The Company currently intends to use the net proceeds from this offering, if any, together with its existing cash, cash equivalents and short-term investments: (i) to continue to advance KB103 through clinical trials; (ii) to advance the pre-clinical development of KB105 with clinical trials anticipated to commence in the first half of 2019; (iii) to complete development of a good manufacturing practices certified manufacturing facility for scale-up production of its pipeline compounds and commencement of operations of that facility; and (iv) the balance for working capital and general corporate purposes, including research and development expenses and capital expenditures.

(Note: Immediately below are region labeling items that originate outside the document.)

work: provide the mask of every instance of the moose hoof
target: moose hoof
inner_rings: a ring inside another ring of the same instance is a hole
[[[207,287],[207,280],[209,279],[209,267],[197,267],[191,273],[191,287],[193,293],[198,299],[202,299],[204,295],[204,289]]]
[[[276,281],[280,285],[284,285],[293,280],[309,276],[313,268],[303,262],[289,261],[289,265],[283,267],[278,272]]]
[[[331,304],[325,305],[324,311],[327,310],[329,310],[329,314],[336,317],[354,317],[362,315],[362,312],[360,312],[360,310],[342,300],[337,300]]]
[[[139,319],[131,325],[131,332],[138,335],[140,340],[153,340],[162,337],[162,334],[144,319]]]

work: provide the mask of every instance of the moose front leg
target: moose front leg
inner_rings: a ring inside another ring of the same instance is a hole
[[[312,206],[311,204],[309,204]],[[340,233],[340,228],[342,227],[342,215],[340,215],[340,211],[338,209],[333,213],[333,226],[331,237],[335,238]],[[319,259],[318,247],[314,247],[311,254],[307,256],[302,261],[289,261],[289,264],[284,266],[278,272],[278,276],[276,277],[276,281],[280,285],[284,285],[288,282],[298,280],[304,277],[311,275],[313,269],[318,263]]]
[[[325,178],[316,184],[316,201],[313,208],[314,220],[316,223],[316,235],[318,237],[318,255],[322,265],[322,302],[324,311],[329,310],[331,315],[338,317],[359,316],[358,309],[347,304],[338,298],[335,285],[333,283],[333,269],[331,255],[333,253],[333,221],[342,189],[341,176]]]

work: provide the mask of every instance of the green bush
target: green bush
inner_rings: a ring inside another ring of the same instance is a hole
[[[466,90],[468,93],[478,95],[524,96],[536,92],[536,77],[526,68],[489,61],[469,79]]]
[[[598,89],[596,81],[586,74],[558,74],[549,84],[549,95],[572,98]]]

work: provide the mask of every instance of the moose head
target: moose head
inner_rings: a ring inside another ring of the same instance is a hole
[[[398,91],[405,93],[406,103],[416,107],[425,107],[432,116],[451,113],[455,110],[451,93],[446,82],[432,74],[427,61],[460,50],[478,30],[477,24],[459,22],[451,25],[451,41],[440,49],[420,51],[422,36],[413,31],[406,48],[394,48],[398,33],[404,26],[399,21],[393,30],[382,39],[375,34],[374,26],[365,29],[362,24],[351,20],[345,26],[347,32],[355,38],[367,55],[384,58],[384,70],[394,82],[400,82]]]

The offering was made pursuant to a shelf registration statement on Form S-3 (File No. 333-227632) that was originally filed with the Securities and Exchange Commission (SEC) on October 1, 2018 and declared effective by the SEC on October 12, 2018. A final prospectus supplement and the accompanying base prospectus relating to the offering and the shares of Common Stock being offered were filed with the SEC and are available on the SECs website at http://www.sec.gov. Copies of the registration statement, the final prospectus supplement and the accompanying base prospectus may be obtained on the SECs website at http://www.sec.gov or by contacting: Cowen and Company, LLC, c/o Broadridge Financial Solutions, 1155 Long Island Avenue, Edgewood, New York 11717, Attn: Prospectus Department, or by email at PostSaleManualRequests@broadridge.com; William Blair & Company, L.L.C., 150 N. Riverside Plaza, Chicago, Illinois 60606, by phone at (800) 621-0687 or e-mail at prospectus@williamblair.com; or Cantor Fitzgerald & Co., attention: Capital Markets, 499 Park Avenue, 6th Floor, New York, New York 10022, or by e-mail at prospectus@cantor.com.

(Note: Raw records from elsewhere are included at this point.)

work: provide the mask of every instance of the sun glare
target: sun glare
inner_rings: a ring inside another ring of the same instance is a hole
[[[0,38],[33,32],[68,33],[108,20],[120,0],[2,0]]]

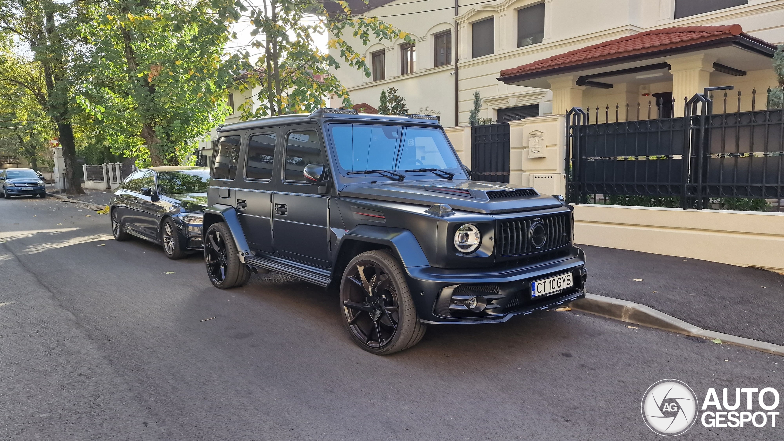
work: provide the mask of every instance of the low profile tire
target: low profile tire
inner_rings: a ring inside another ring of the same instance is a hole
[[[204,235],[204,262],[215,287],[241,287],[250,278],[250,271],[240,262],[239,254],[226,222],[209,226]]]
[[[340,281],[343,324],[359,347],[387,355],[413,346],[427,327],[419,323],[397,259],[383,250],[364,252]]]
[[[111,211],[111,235],[114,237],[115,240],[121,242],[131,238],[131,235],[122,229],[122,224],[120,223],[119,215],[117,214],[116,209]]]
[[[161,224],[161,243],[163,244],[163,254],[172,260],[183,258],[187,255],[187,253],[182,249],[177,226],[172,218],[166,218],[166,220]]]

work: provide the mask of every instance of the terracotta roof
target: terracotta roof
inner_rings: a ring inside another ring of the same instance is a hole
[[[584,63],[611,60],[629,55],[654,52],[673,48],[681,48],[720,38],[738,35],[775,49],[775,45],[755,38],[743,32],[739,24],[727,26],[688,26],[655,29],[622,37],[597,45],[523,64],[501,70],[501,78],[547,70],[567,66],[579,66]]]
[[[367,103],[360,103],[359,104],[354,104],[351,106],[351,108],[361,114],[378,114],[379,110],[376,107],[368,104]]]

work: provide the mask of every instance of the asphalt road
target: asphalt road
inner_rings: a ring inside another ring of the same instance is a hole
[[[276,273],[220,291],[203,266],[114,241],[107,215],[0,200],[0,439],[660,439],[640,414],[656,381],[784,389],[781,357],[575,312],[379,357],[335,293]]]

This announcement is for informational purposes only and is not an offer to sell or the solicitation of an offer to buy any securities of the Company, which is made only by means of a prospectus supplement and related base prospectus, nor will there be any sale of these securities in any state in which such offer, solicitation or sale would be unlawful prior to registration or qualification under the securities laws of any such state or jurisdiction.
About Krystal Biotech
Krystal Biotech, Inc. (Nasdaq:KRYS) is a gene therapy company dedicated to developing and commercializing novel treatments for patients suffering from dermatological diseases.

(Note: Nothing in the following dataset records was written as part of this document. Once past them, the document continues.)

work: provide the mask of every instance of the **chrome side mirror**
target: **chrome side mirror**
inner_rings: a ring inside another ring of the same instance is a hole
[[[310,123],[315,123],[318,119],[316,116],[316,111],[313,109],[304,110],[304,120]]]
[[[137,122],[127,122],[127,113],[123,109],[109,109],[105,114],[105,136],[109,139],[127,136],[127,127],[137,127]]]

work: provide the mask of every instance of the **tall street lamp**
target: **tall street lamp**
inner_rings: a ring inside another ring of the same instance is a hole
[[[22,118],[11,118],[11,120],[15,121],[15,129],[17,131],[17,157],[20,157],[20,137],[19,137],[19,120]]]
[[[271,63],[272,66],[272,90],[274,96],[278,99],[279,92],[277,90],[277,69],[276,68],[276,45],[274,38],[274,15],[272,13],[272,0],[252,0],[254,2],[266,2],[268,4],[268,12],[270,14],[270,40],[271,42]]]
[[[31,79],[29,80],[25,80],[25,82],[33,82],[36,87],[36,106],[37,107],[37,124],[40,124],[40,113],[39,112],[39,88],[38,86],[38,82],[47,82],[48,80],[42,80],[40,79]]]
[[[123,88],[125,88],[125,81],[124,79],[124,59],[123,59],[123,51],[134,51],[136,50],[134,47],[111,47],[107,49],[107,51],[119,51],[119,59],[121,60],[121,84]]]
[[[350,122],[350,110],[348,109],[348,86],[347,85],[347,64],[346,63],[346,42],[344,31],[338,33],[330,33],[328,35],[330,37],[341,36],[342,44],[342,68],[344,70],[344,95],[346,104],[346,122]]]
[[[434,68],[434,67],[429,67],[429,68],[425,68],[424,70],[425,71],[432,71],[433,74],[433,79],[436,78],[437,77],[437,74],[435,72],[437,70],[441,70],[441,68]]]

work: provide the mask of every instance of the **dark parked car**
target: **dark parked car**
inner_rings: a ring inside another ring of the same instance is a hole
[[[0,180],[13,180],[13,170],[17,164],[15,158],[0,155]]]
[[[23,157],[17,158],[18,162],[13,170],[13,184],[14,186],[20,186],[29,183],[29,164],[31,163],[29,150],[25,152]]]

Forward-Looking Statements
This press release contains forward-looking statements and information, including with respect to the offering and the intended use of the proceeds of the offering. The use of words such as may, might, will, should, expect, plan, anticipate, believe, estimate, project, intend, future, potential, or continue, and other similar expressions are intended to identify forward-looking statements. Although the Companys management believes that the expectations reflected in such forward-looking statements are reasonable, investors are cautioned that forward-looking information and statements are subject to various risks and uncertainties, many of which are difficult to predict and generally beyond the control of the Company, that could cause actual results and developments to differ materially from those expressed in, or implied or projected by, the forward-looking information and statements. These risks and uncertainties include, among others: the anticipated use of the proceeds of the offering, which could change as a result of market conditions or for other reasons, and those other risks detailed from time to time under the caption Risk Factors and elsewhere in the Companys SEC filings included in its Annual Report on Form on Form 10-K for the year ended December 31, 2017, and in future filings and reports of the Company. The Company undertakes no duty or obligation to update any forward-looking statements contained herein as a result of new information, future events or changes in its expectations or circumstances.